Being able to measure the impact on each stage of the sales cycle means that we can quickly determine whether a specific program is generating leads, and whether those leads are progressing through the pipeline in acceptable numbers. If the early results are positive, we keep the program in rotation; if we don’t see traction, we move on without having wasted a lot of money. The ability to track the impact of various channels and campaigns enables us to continuously improve the marketing mix.
Being data-driven enables marketing to take more chances and explore more opportunities by either failing fast or accelerating success.
Collecting performance data doesn’t just give you the ability to be more agile and experimental in trying new campaigns and channels, it also enables you to continually adjust the approach and improve the results over time. While we always have goals in place, we always want to exceed them.
We analyze the leads generated by each lead source and each campaign and track them across the lifecycle so that we can identify places where there is room for improvement. We’ll look for patterns: Are fewer leads being generated from a particular geography or industry? Are opportunities falling out of the pipeline earlier than normal, in which case we may need to look at our qualification criteria? Or are contacts or opportunities not converting only for a particular sales team, in which case individual coaching may be needed?
For example, our inside and outside sales staff have historically split the responsibility for new logo development 50/50. But we hypothesized that if we shifted the split 35/65, with Sales Development Representatives (SDR) ramping up their contribution, it would give our account executives more time to cultivate and accelerate qualified leads. We implemented the new system and determined that the early KPIs were trending in the right direction. This, in turn, enabled us to prove our hypothesis sooner and invest more resources into growing the SDR team ahead of schedule because we were able to project the potential return.
Tracking and analyzing pipeline data doesn’t just help you improve performance, it also helps you predict it more accurately. Once you have enough historical data to be able to identify the patterns, you can forecast sales more accurately based on tested data, such as the ages of the opportunities in the pipeline and the stages that they’re currently in. You may discover that an opportunity that’s 90 days old and in stage 3 of your lifecycle has a 10 percent chance of closing, for example, and that is data you can factor into your forecasts. Using the data, rather than your own intuition or that of your sales team, to forecast revenue enhances your credibility in front of your boss or the executive team and, more importantly, helps you identify and address issues sooner that may jeopardize your ability to reach the revenue goal.

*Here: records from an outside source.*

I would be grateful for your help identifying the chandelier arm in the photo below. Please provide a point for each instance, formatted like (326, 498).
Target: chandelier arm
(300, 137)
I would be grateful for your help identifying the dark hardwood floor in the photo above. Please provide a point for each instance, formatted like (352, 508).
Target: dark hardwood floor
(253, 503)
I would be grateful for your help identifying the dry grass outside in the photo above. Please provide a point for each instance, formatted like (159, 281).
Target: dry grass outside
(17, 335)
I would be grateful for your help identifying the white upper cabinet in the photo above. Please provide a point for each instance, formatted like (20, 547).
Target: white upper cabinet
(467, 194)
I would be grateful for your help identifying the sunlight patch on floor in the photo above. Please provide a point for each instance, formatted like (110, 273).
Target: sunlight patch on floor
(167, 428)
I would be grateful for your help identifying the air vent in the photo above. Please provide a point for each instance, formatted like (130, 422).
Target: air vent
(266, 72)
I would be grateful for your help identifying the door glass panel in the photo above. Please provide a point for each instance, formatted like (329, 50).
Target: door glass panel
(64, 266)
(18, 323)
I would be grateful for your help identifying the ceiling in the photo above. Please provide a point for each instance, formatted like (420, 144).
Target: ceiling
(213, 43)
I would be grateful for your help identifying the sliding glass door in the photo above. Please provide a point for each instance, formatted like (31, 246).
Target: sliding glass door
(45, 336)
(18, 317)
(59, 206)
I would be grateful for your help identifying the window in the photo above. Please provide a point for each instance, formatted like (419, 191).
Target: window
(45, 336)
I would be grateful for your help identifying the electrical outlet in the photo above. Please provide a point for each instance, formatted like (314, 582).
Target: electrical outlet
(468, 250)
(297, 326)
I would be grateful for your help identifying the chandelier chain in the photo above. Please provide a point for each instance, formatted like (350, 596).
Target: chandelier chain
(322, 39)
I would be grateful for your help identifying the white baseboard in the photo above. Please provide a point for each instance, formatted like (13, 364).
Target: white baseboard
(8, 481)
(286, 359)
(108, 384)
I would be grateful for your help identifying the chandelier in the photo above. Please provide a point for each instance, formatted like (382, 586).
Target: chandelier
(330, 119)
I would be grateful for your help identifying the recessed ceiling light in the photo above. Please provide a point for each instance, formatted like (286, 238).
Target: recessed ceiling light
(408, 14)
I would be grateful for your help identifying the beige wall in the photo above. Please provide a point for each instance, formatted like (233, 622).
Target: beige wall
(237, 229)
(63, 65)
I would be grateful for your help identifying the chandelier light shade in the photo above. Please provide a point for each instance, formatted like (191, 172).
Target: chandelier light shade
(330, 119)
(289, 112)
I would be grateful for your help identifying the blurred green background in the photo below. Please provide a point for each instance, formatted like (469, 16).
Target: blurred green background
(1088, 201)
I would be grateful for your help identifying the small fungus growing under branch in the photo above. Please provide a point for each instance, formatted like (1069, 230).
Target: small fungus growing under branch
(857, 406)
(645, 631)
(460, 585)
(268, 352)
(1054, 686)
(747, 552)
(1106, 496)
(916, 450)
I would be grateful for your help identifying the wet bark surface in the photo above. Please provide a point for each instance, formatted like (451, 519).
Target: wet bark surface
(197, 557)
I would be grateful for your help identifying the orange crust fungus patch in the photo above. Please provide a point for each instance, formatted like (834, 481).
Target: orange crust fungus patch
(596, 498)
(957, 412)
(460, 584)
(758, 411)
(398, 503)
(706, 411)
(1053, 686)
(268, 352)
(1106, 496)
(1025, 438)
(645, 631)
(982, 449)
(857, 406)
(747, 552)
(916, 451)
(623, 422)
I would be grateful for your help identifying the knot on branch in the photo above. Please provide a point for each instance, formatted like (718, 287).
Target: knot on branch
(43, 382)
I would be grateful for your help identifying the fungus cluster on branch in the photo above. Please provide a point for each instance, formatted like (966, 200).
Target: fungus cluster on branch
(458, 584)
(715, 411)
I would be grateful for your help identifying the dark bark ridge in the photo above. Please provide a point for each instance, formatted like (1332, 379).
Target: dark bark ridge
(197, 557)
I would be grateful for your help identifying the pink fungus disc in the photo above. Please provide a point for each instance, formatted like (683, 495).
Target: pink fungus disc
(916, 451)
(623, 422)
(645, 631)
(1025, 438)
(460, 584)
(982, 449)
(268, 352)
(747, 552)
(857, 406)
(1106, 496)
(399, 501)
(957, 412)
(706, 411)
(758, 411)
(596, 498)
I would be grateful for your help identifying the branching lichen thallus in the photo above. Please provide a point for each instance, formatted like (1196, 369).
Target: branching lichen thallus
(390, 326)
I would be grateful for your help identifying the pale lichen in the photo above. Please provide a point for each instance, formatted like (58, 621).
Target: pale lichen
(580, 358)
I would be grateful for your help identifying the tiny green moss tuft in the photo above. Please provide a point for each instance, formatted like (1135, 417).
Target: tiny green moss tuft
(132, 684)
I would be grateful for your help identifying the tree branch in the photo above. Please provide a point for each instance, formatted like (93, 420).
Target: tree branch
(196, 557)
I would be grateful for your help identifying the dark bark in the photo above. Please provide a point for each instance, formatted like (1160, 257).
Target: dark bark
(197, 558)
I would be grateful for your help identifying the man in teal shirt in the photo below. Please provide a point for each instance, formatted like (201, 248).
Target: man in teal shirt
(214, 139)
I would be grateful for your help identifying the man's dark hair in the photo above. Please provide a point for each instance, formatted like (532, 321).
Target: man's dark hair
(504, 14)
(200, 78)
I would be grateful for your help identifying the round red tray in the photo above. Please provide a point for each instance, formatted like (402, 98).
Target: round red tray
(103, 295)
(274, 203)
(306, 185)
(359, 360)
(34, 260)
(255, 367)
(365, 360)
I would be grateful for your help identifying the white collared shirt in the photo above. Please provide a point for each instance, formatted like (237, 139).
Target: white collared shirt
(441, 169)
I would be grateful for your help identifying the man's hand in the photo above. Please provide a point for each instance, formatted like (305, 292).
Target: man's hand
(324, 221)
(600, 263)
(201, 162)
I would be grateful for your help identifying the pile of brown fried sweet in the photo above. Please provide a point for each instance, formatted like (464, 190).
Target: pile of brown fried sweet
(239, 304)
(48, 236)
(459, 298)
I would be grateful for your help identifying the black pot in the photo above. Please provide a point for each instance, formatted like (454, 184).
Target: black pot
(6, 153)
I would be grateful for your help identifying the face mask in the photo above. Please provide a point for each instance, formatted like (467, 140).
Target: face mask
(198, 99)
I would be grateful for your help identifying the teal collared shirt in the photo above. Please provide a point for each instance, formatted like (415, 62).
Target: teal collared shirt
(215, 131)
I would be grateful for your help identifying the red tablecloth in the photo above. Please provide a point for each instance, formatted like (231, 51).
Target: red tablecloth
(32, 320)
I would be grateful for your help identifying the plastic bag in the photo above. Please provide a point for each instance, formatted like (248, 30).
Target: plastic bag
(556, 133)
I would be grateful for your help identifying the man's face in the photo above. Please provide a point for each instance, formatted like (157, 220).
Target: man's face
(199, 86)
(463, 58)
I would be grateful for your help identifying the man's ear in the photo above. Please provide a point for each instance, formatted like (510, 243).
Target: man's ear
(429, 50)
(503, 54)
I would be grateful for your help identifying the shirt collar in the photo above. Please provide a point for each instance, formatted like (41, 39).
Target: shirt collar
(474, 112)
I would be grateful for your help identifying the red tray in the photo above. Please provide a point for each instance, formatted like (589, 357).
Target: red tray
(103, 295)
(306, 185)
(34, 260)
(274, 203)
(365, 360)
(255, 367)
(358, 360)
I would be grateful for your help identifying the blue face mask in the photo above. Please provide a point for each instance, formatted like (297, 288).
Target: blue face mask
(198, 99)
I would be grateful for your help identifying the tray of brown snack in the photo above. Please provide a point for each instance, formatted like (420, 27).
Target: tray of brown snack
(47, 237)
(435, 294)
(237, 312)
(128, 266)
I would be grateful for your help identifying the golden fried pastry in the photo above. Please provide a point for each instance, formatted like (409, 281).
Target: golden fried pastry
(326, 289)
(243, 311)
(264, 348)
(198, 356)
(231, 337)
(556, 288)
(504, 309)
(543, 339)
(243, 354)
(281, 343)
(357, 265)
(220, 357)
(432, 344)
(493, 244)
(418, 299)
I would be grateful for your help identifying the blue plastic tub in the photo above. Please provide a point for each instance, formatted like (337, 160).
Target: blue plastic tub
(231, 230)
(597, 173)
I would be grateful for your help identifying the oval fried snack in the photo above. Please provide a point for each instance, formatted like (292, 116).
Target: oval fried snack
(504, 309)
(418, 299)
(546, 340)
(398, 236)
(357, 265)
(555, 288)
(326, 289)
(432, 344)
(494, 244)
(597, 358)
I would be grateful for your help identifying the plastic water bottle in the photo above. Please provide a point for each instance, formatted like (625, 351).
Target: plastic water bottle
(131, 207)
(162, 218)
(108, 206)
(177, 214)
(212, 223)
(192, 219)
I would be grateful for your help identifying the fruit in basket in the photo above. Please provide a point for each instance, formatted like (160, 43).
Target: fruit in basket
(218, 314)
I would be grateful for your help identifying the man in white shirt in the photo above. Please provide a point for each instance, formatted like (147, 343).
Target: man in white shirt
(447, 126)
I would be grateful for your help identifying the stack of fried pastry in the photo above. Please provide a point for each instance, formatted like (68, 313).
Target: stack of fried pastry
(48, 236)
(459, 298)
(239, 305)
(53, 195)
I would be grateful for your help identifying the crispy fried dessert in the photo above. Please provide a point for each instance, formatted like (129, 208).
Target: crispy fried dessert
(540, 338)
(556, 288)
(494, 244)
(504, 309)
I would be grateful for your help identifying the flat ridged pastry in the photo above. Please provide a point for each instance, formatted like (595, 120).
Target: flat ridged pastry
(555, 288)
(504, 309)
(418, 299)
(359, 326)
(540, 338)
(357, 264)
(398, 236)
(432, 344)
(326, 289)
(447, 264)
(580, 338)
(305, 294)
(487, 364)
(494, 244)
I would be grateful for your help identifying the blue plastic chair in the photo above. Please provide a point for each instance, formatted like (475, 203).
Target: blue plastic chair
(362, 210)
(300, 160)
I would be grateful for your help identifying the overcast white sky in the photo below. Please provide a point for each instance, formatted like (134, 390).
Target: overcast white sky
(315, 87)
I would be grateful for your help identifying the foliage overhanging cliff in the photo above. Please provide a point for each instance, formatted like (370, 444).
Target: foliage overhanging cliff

Once you have enough historical data to be able to identify patterns, you can forecast sales more accurately based on tested data.
Here’s the bottom line.
When sales and marketing activities are driven by data and tied to revenue, it transforms the possibilities. By using historical data to map your lead lifecycle and fresh data to track your performance against the benchmark, you can ensure that marketing is accountable to and aligned with company goals. Continually reviewing and measuring the data and adjusting the metrics you collect as needed also helps you to become more agile in exploring opportunities and—where necessary—pivoting quickly to ensure your focus is appropriate and the desired outcomes are met.